Question: I stopped nursing my baby six months ago, but my breasts are still leaking milk. Is this normal?
Answer: Many moms find that their breasts continue to leak long after they wean. They may be able to express drops of fluid for months or even years after their baby weans, especially during a shower.
The fluid that leaks out after weaning tends to look more like colostrum (thin, sticky, and yellowish) than white or creamy like mature milk.
Since it took your breasts nine months of pregnancy to go through the physical changes that prepared them to make breast milk, it’s not surprising that they don’t go back to their pre-pregnancy state. immediately after your baby weans.
Leaking after weaning doesn’t become a concern unless the breasts produce a lot of milk for long periods of time. If the breasts remain swollen, hard or tender, or a large amount of milk continues to leak for months after weaning, then there may be a medical problem that should be evaluated by a doctor knowledgeable about lactation.

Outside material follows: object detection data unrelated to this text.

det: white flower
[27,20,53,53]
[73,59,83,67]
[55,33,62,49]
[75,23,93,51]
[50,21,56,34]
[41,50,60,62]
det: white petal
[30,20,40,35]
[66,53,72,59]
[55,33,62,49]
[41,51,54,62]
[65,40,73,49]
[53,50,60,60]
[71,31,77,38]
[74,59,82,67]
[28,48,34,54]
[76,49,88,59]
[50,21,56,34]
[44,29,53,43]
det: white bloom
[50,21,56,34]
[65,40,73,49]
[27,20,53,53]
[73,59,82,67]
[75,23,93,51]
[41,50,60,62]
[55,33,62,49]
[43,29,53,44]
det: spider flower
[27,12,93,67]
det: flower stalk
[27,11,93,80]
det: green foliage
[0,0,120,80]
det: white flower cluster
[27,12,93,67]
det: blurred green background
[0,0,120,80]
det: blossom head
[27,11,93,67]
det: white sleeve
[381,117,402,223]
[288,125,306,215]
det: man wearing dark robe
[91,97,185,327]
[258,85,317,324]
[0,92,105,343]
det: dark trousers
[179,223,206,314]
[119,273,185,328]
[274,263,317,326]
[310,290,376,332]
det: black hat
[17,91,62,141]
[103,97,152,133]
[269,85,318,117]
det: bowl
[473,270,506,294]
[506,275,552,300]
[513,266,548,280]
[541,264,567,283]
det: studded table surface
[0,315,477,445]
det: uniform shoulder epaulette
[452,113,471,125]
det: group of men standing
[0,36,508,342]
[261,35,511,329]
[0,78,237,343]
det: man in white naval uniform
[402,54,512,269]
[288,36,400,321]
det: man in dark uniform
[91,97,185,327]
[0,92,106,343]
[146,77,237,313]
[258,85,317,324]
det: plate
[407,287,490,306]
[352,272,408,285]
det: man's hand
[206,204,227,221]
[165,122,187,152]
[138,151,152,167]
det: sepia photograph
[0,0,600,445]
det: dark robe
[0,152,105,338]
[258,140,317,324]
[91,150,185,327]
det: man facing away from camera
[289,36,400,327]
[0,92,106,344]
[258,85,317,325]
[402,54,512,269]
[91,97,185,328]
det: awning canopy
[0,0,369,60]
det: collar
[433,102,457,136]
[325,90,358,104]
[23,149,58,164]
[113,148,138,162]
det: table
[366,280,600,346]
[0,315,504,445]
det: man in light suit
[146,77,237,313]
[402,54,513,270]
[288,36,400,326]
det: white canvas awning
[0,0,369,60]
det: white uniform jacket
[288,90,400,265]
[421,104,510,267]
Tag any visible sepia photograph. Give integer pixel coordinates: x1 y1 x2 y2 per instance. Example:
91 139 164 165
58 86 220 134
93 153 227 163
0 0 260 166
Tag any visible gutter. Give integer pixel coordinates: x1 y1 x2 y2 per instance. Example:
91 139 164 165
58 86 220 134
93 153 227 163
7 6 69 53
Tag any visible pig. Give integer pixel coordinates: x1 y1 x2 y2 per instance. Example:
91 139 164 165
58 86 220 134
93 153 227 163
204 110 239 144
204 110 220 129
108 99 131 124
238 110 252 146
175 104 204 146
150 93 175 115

Spontaneous secretion of milk from the breasts when a woman is not lactating is called “Galactorrhea”. Galactorrhea is not a disease, but it may be a symptom of an underlying health problem that causes elevated levels of prolactin, the hormone that causes milk production.
Medical conditions like pituitary, uterine, and ovarian tumors sometimes cause may also cause excessive milk production after weaning. Hyperthyroidism, kidney failure, medications for depression and anxiety, fibrocystic breast, herpes zoster, or severe stress may also inappropriate milk production in non-lactating women.
These medical conditions are very uncommon. In nearly all cases, leaking milk after weaning is simply caused by the fact that it takes your breasts some time to return to their pre-pregnancy state.
Leaking small amounts of fluid occasionally is rarely anything to be concerned about, even if it continues long after your baby has weaned.